My house resembles a gruesome scene in a horror movie with stuffed animal body parts strewn throughout. I feel like I should turn Chumlee in to the stuffed toy authorities as a serial killer.  (and I should have my debit card taken away for wasting so much money!)


----------



## KhanKrazy (Jul 30, 2013)

Aaahh this scene looks familiar... 

We can't buy Beau and Sasha ANYTHING with stuffing/filling or it's all over the floor within minutes. They even managed to completely destroy a rubber ball last night within 2 minutes of me giving it to them! Such beasts.


----------



## alphadude (Jan 15, 2010)

LOL, I have a pair of serial killers (of stuffed toys) as well.


----------



## mddolson (Jul 10, 2012)

Yep, a stuffed toy lasts about 20 minutes with our Bella.

Mike D


----------



## CAROLINA MOM (May 12, 2009)

My two had done really well with their stuffies, they had several for many years. 

A couple of months ago, they went crazy and totally destroyed about half of them for whatever reason. 

They didn't get any new toys for Christmas this year, only treats and antlers.


----------



## brianne (Feb 18, 2012)

*It Happened Again!*

Sock Monkey was soooo happy to join the family on Christmas morning. "A Golden Retriever of my very own?! Oh, thank you, Santa!! I know what gentle, soft mouths they have! Chumlee and I will have so much fun together!!"

Christmas morning was magical and Sock Monkey couldn't stop smiling. Even when Chumlee accidentally bit him a little too hard...

Later that day, when Chumlee was showing him around, Sock Monkey discovered the awful truth - he was in the possession of a Stuffie-cidal beast!! 

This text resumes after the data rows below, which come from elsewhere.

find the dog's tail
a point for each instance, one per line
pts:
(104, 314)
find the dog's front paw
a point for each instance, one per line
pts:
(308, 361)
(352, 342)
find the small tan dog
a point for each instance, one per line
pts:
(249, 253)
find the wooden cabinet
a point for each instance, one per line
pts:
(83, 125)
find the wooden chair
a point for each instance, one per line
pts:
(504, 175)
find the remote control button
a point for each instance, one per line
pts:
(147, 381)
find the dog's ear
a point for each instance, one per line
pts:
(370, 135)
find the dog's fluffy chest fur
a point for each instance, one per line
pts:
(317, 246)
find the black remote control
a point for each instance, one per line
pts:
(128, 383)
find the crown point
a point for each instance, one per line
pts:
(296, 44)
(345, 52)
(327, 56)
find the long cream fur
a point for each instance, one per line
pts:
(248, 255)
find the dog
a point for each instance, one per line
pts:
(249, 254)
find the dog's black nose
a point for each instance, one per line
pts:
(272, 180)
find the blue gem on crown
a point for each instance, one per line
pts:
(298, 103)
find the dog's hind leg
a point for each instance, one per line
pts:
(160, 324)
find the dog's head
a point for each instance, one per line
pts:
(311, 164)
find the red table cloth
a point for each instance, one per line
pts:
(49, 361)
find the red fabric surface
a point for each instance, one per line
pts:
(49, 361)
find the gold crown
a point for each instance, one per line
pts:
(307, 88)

He ran to the window to implore Santa to come back and get him!


----------



## brianne (Feb 18, 2012)

*Alas..*

when Santa arrived, this is what he found...


----------



## brianne (Feb 18, 2012)

And Chumlee claims to know nothing about Sock Monkey's fate....


----------



## brianne (Feb 18, 2012)

Merry Christmas to all and to all a Good Night (except for poor Sock Monkey)


----------



## LynnC (Nov 14, 2015)

Too funny  My 12 YO Harley is a little Hannibal Lecter. She's not happy until she removes the heart "squeaker" of any stuffed animal!!!


----------



## swishywagga (Nov 13, 2012)

Oh Chumlee how I love you and thanks for making me laugh. I happen to know a certain Uncle Barnaby who used to do exactly the same thing!


----------



## GoldenCamper (Dec 21, 2009)

Fiona was my first Golden to send toys to the intensive care ward. She got over murdering them eventually. One raccoon I named stumpy that will always be missing one leg and arm  A few are nothing but dishrags but she still adores them over the "fresh" ones. Silly girl.


----------



## Karen519 (Aug 21, 2006)

*Chumlee*

Chumlee is exhausted!! Tonka and Tucker both destuff and desqueak toys!
That's why we buy KONG TOYS now!


----------



## rabernet (Feb 24, 2015)

What exactly is the fascination with destuffing toys I wonder? I'm always telling Noah "that's why you can't have nice things!". His toys are generally stuffingless, but with crinkly paper inside and he doesn't seem to feel the need to destroy those for some reason.


----------



## GoldenCamper (Dec 21, 2009)

rabernet said:


> What exactly is the fascination with destuffing toys I wonder? I'm always telling Noah "that's why you can't have nice things!". His toys are generally stuffingless, but with crinkly paper inside and he doesn't seem to feel the need to destroy those for some reason.


That is why I gift wrap then first. Shred the paper first not the stuffie 

Gets out the angst and oh boy a toy..Then back to tearing apart whats left of the paper.


----------



## Mom Fischer (Dec 3, 2014)

Lucy is the shredder also. She loves to eat the yes out of things. Her new favorite thing is de-squeak anything. We got a thick indestructible rubber bar bell type thing she broke the squeaker in less than a day and the end 2 weeks later. 

However she can't get pieces off it so she is still caring the thing all around so odd. It's odd to me what they love!!


----------